Christy: Solid Acting by Sydney Sweeney, a Tired Genre and a Gut-Punch Finish
By Jim Slotek
Rating: B
It’s fair to say Sydney Sweeney deglamorizes well in the movie Christy. The industry has demanded as much from its serious actresses since Charlize Theron played serial killer Aileen Wuornos, and Sweeney is being taken increasingly seriously these days.
It’s another thing to sit through the end credits, to see footage and photos of the real female boxing champ Christy Martin and be shocked by what a lifetime of taking punches – not to mention eventually bullets - can do to a person, particularly one with as brutal a life as hers.
It’s a wakeup call for anyone who’s watched the entire movie accepting Sweeney is an actual facsimile of Martin, the so-called “Coal Miner’s Daughter.” The nickname alone conjures up Loretta Lynn, and a genre of celebrity biopic whose tropes now weigh heavily on nearly every director who revisits it.
Christy also belongs to something of a sub-genre, biopics about women with raw talent who fall under the spell of, and even marry, their brutal Svengali managers (What’s Love Got to Do With It, Star 80, etc.).
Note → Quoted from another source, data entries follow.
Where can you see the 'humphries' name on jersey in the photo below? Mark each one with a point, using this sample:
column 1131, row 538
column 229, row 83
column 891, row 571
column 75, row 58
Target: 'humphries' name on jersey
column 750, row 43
But as mired in its genre as Christy is, every actor in it is better than the movie. Sweeney plays Martin as convincingly tough and inwardly vulnerable, all the way back to high school in small-town West Virginia, when she answers the homophobic taunts of a mean girl with a knockout punch.
Martin had a contradictory complexity. She was closeted, but adopted a girl-next-door image complete with pink frilly clothes (a look created by her violently controlling manager/husband Jim Martin, played with absolute villainy by the always solid Ben Foster) and openly and publicly taunted same-sex fellow women boxers.
Yet she was the one who made women’s boxing happen, an unbeatable champion who crusaded for bigger paydays for the sport, and its most recognizable face until the debut of Martin’s eventual formidable nemesis Laila Ali (Naomi Graham).
The two orbit the inescapable, Las Vegas-based gravity-well of the boxing world’s evil genius, Don King, played with laugh-out-loud hilarity by Chad L. Coleman. His scenes, even when he’s coyly revealing his ruthless and vindictive side, add a few laughs to an otherwise grueling life story of addiction, competitive fall from grace and domestic violence.
And as if the movie didn’t have enough in the way of villainy, Merritt Wever plays Martin’s Biblically disapproving mother, who repeatedly looks the other way when her daughter reaches out for help. It may be one-dimensional, but it’s one well-acted dimension.
Christy is ultimately a redemptive story, complete with the discovery of an actual loving relationship. But the road to redemption is rough on the character and, at times, the audience.
Still, it has a certain NASCAR charm (particularly in the early scenes), and characters who effectively carry it forward.
Christy. Directed by David Michôd. Stars Sydney Sweeney, Ben Foster, Chad L. Coleman. Opens in theatres, Friday, November 7.